Joking aside, these weather patterns are very troubling, considering the number of people in the valley whose livelihoods depend on the winter sports industry. However, Chamonix was still set up for some festivities, and after we wound up Saturday’s skiing, we wandered into the centre of town for some restorative vin chaud and stumbled across this entertaining scene:
Hip hop blasted as teens in baggy salopettes lined up for their chance to impress the crowd with their park tricks; meanwhile, a man in a jester’s suit breathed fire, and we later saw him being held up by a couple of friends as he attempted to unicycle across a slackline…
Liam was the third inductee into Ben’s ski boot camp, so after spending Saturday on the nursery slopes at Brevent, we drove up to La Tour on Sunday, which is usually the best place in the valley for beginners, with gentle, wide, sunny pistes and a wonderfully picturesque tree run that takes you almost into Switzerland.

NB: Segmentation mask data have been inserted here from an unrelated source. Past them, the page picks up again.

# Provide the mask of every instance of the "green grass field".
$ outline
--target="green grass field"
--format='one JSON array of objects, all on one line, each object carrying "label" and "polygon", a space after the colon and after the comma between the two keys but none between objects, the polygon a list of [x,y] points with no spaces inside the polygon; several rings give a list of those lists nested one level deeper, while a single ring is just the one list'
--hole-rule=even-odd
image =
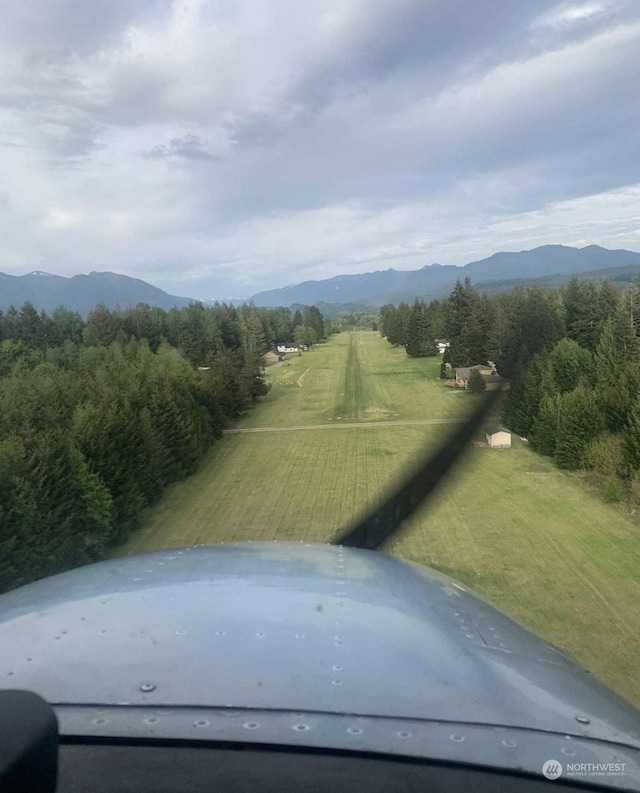
[{"label": "green grass field", "polygon": [[[472,404],[444,388],[439,363],[358,332],[268,370],[271,391],[239,427],[309,428],[225,436],[122,552],[328,541],[451,430],[381,422],[451,418]],[[354,421],[363,426],[340,426]],[[388,550],[454,576],[640,705],[640,528],[579,475],[515,437],[508,450],[470,448]]]},{"label": "green grass field", "polygon": [[268,369],[271,391],[242,426],[459,415],[464,395],[442,388],[439,374],[439,358],[407,358],[403,349],[390,347],[373,332],[342,333]]}]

Unfortunately, again due to the lack of snow, the pistes were almost pure ice; not a pleasant place for anyone, especially someone new to this whole strapping planks to your feet and launching yourself downhill thing, so we retreated once more to the nursery slopes which had at least a smattering of powder. And actually, I was so glad we did; as the day waned, the piste emptied, and we could zoom across the golden snow to our hearts’ content. I adore that feeling of being out on the mountain as evening falls; the quality of the light is at its finest, and you have the sensation that your body has been well used; that your day has been a success. And, at this time of day, you might be lucky enough to see a gentle, pink mist fill the valley.
We pulled into our driveway in that very brief window, just before it grows dark, when the mountains smoulder a vivid red. I love standing outside our house looking at those peaks, the Aiguilles Verte, the Drus, the Grandes Jorasses… their very names evoke tales of adventure.
As we waved Lucy and Liam off, heading back to Geneva and London respectively, I thought of all those Sunday nights when I was the one leaving. How disheartening it always was to cycle back across London from Paddington or Kings Cross after a weekend away, that return to the pollution and the sorrow of the city.
For us, February will be a month of visitors from London. Of course, I don’t expect everyone to fall in love with this place. Some people need bars that stay open after 11pm, and museums with more on display than vintage ice axes, and restaurants serving Vietnamese food. But I hope that everyone leaves with that sense of peace that those mountain days of shifting light and colours imbue.